Lee Man Fong was a Chinese-born Indonesian artist whose prolific output of landscape, still life, and figurative paintings contributed to the development of a unique visual language for postcolonial Southeast Asian art.
Read MoreBorn in Guangzhou, Lee spent his formative years in Singapore and moved to Jakarta in the early 1930s, where he worked for the Dutch printing company Kolff. Lee studied the Chinese Lingnan style of brush painting and oil painting. In 1936, he became the first non-Dutch artist to exhibit with the Dutch East Indies Association in Batavia.
In 1949, Lee received a Malino scholarship to study in the Netherlands for three years. This period had a significant impact on Lee's work, as historic Dutch art came to influence his execution of style and narrative. Lee gained recognition and went on to exhibit in Paris, Amsterdam, and the Hague. He returned to Indonesia in 1952.
Lee led the Yinhua Meishu Xiehui (Society of Chinese Artists in Indonesia) from 1955 to 1961 and worked as a palace artist for President Sukarno for the following five years. After the fall of Sukarno in 1967, Lee moved to Singapore. There, he befriended Chinese-born Singaporean artist Liu Kang, an early pioneer of the Nanyang style—known for its merging of elements of Chinese ink painting and western Modernism—that Lee also adopted.
The artist returned to Jakarta in 1986, where he lived until his death in 1988.
Lee worked with a range of mediums encompassing oil and ink on masonite board, paper, and canvas. He hybridised stylistic elements of traditional Chinese ink painting with western modernism, drawing on a broad range of influences that include 17th-century Dutch genre painting and the Nanyang style.
Animals were frequently the subject of Lee's works, in both standalone paintings and wider scenes or portraits. The artist painted domestic and wild creatures including doves, horses, chickens, dogs, and cats. Lee produced numerous paintings of goldfish, a significant symbol in Chinese culture that represents abundance, prosperity, and wealth. Fifteen Goldfish(c. 1940s) exemplifies the artist's handling of the brush, manipulating oil paint into differing degrees of opacity so that the work appears at first sight like an ink painting. Executed in gestural yet delicate brushstrokes, Lee's goldfish emulates a sense of movement and transience. Lee integrates the pale surface of the board to depict light and shadow, and renders surrounding underwater fauna in ghostly monochrome.
In Sepasang Ikan Mas Koki (Two Goldfish) (c. 1960s), Lee pays greater attention to the pair of goldfish, with oils applied more thickly to achieve greater tonal variance in their orange-pink fins, scales, and bulbous eyes.
Lee often painted Indonesian landscapes. The oil painting Cliff (Uluwatu) presents a view of a high coastal cliff with a pagoda at its edge, but with the appearance of a monochromatic ink painting. The unusual warped perspective heightens the grand sense of scale and beauty of the landscape. A headland in Indonesia (1939) differs slightly in its execution, with the thick, impasto rendering of the coastal setting recalling post-impressionist landscapes.
Lee was perhaps most known for his observations of daily life and cultural traditions in Indonesia. Within these he experimented with a vast range of painterly styles, from detailed brushstrokes and defined forms to looser, impressionistic applications of paint.
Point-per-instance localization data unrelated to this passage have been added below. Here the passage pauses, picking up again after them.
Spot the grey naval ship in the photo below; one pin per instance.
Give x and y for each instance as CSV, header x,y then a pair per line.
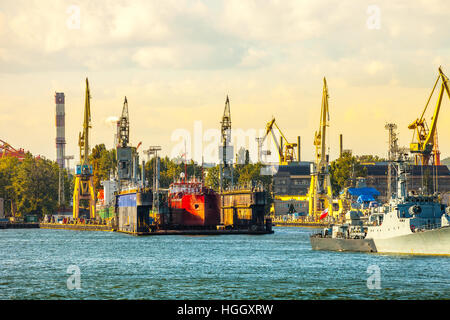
x,y
408,224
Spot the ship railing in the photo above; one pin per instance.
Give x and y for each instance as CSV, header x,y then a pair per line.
x,y
427,226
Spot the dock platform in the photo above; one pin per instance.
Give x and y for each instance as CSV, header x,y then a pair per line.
x,y
299,224
197,232
18,225
79,227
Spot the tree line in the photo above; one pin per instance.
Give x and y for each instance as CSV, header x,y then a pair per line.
x,y
31,186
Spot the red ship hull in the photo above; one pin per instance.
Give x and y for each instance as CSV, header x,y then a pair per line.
x,y
195,210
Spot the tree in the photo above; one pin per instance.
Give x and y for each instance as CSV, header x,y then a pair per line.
x,y
8,170
36,186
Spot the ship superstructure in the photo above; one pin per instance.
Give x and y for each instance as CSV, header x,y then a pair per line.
x,y
410,223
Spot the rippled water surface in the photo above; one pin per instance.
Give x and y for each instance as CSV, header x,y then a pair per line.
x,y
34,262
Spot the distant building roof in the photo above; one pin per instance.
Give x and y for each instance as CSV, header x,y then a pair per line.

Capturing people engaged in work and social activities, Lee translated the bustling life of Indonesian and Southeast Asian people into compositions ranging from elegant singular portraits to large-scale tableaus. Lee often revisited archetypes of the Balinese dancer or rojak seller to illustrate multiple dimensions of a narrative, and construct multifaceted cultural identities.
Bali Life (1962–64) shows a complex snapshot of rituals within a Balinese banjar or community in sepia-tinged opulence, with men, women, and children gathered in an embellished outdoor setting. The later Bali Life (1974) depicts a group of Balinese women engaged in domestic labour, with labourers visible in the background.
Lee's works are held in major public collections, including the Oei Hong Djien (OHD) Museum in Indonesia and the National Gallery Singapore.